Filme acompanha intelectual que se reinventou aos 80 anos como ator

Paulo Henrique Silva
phenrique@hojeemdia.com.br
02/09/2018 às 21:21.
Atualizado em 10/11/2021 às 02:15
 (ESPAÇO FILMES/DIVULGAÇÃO)

(ESPAÇO FILMES/DIVULGAÇÃO)

Embora algumas passagens da trajetória de Jean-Claude Bernardet - um dos maiores teóricos do cinema brasileiro - estejam presentes em "A Destruição de Bernardet", em exibição no Cine Belas Artes, o documentário assinado por Claudia Priscilla e Pedro Marques se conecta com o personagem de hoje.

Pouco antes de completar 80 anos, Bernardet passou a dedicar à atuação em filmes independentes, dirigidos por nomes como Cristiano Burlan e o mineiro Kiko Goifman (marido de Priscilla e produtor do documentário). É esse Bernardet mais performático que se sobressai, dentro de um processo de reinvenção que desafia a ideia de velhice.

A palavra "destruição" ganha, neste sentido, um significado mais amplo, entendido figurativamente como a passagem de um Bernardet para outro, desconstruindo a figura do intelectual a partir de curiosas imagens em que a expressão formulada em vários livros de destaque é substituída pela expressão do corpo.

É muito significativo que a primeira sequência exiba a câmera perseguindo Bernardet de costas, caminhando num matagal. Uma voz off (do realizador Francisco César Filho) expõe a mudança do belga radicado no Brasil, chegando a dizer, em tom provocativo, que se trata de uma estratégia oportunista da parte dele.

Assim temos esse homem que não se alcança de forma convencional e que vira, a partir de agora, objeto de análise - um objeto que fazia parte de sua produção intelectual. Não se trata de uma mudança simplória, como o filme deixará claro, potencializando um discurso muito particular de Bernardet sobre corpos decadentes.

Soropositivo, convivendo constantemente com a noção de morte, fala em determinado momento que, se internado, não gostaria que sua vida fosse postergada artificialmente. Entra ali a ideia, compartilhada também no filme de ficção "Antes do Fim", de Burlan, do interesse da indústria farmacêutica na bio como forma de lucro.

Ele fala de um suicídio "assistido" e Goifman, durante uma entrevista, enxerga neste desejo uma espetacularização que é do próprio cinema. Estes termos vão se conectando (a decadência como ator, manifestada no início) , atrelados ainda a um cartomante que avisa que ele está num momento de despedida de "alguém que já se foi".

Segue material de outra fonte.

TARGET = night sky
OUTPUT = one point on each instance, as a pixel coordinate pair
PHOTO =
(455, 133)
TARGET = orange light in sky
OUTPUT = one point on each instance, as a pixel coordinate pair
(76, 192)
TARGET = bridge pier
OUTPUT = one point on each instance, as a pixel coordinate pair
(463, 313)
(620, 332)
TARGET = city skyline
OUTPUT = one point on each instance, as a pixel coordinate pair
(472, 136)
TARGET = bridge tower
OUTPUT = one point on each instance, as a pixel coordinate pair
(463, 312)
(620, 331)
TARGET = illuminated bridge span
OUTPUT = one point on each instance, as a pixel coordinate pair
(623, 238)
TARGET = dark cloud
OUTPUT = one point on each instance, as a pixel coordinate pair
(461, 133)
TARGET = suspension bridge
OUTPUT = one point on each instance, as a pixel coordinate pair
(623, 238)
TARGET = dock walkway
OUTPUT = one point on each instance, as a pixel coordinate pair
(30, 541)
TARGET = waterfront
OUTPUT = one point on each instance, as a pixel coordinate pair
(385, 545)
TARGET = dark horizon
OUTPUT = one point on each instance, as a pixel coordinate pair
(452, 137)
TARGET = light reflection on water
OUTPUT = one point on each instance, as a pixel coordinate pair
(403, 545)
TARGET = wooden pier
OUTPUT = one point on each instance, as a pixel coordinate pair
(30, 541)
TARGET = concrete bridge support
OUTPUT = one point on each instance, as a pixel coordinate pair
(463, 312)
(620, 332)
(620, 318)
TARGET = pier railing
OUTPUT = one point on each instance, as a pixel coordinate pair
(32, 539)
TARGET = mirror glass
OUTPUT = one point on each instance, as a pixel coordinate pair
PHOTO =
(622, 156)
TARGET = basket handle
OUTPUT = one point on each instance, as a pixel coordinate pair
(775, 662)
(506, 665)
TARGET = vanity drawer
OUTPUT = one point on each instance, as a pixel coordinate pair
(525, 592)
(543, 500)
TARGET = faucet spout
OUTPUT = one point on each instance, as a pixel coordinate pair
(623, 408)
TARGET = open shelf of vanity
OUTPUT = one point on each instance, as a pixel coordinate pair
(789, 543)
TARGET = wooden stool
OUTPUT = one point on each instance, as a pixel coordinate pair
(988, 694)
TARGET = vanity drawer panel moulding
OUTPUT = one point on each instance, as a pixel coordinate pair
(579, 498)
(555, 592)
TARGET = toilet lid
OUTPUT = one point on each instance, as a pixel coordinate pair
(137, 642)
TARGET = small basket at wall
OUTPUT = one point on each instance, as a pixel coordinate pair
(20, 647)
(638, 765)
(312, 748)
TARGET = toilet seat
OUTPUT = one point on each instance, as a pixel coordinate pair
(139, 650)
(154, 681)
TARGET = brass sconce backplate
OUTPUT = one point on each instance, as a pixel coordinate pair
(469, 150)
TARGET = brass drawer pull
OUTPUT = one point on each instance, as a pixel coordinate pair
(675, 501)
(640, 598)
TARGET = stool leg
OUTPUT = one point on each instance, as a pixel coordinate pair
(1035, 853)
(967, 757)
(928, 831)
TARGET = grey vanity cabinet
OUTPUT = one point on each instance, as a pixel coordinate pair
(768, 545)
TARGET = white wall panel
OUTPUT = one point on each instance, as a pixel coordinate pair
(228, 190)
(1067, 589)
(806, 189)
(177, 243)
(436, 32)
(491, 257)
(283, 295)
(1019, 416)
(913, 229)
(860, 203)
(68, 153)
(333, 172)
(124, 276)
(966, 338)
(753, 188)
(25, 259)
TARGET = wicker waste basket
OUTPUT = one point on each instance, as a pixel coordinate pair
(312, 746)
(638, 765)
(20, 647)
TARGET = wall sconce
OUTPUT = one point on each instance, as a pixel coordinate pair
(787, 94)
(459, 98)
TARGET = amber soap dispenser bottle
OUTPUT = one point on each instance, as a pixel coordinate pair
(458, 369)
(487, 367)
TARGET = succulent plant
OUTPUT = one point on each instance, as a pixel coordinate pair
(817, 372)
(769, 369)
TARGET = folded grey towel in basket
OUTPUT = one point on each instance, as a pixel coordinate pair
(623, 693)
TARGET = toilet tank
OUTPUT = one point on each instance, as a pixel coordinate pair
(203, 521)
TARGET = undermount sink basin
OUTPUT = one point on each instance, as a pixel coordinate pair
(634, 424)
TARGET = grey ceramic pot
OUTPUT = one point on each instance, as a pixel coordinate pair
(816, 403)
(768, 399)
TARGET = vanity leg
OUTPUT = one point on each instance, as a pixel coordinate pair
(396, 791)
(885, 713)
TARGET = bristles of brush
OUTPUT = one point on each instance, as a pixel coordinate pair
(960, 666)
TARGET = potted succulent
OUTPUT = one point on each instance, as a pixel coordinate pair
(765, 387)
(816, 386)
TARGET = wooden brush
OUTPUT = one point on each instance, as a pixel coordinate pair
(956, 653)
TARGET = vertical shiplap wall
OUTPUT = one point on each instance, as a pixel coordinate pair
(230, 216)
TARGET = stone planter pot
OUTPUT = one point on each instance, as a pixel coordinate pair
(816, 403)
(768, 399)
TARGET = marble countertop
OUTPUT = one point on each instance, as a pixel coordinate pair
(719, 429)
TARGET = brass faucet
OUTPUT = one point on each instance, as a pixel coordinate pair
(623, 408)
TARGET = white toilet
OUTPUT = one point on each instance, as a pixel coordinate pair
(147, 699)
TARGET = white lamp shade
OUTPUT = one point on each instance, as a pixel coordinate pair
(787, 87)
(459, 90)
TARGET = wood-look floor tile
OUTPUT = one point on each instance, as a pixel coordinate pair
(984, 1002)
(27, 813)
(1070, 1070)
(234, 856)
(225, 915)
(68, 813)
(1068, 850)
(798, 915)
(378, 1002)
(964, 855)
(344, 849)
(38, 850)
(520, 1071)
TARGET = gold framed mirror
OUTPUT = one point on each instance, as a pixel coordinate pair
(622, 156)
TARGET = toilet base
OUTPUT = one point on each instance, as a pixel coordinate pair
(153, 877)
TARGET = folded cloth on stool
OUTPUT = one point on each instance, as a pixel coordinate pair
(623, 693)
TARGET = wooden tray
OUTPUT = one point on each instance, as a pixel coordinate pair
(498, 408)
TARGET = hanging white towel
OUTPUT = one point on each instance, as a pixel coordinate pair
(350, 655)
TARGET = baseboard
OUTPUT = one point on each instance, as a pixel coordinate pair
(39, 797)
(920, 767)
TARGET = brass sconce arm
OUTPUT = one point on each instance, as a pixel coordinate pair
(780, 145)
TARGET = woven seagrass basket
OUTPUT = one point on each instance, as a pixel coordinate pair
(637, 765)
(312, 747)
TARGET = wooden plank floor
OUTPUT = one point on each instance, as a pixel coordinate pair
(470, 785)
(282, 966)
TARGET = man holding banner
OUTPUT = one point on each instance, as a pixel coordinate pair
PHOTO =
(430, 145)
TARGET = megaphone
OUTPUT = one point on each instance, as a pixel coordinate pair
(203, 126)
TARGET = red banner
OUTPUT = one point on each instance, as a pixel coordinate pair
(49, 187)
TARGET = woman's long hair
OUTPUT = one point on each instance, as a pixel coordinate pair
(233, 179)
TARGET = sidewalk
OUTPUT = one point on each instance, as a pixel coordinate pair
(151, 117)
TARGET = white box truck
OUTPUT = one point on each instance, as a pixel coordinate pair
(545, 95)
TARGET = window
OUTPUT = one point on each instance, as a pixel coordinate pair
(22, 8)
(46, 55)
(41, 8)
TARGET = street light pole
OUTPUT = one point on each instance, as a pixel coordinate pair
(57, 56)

Assim fica muito claro que o objetivo de "A Destruição de Bernardet" é apresentar essa nova pessoa,  que, não por acaso, dança livremente em dois filmes ("Pingo d'Água" e "Antes do Fim"), e admite, numa conversa com Burlan, a vida diferente que atuação passa a lhe oferecer - "uma longevidade criativa", assinala.

Entender esse momento faz parte do jogo que o documentário exige, em que ele é mostrado comendo uma borboleta, tirando um dente da boca e fazendo exames radiológicos, para se chegar, perto do fim, à síntese deste pensamento: "um corpo idoso que encontra uma linguagem". E "A Destruição" é mais um filme a permitir esse ato de expressão.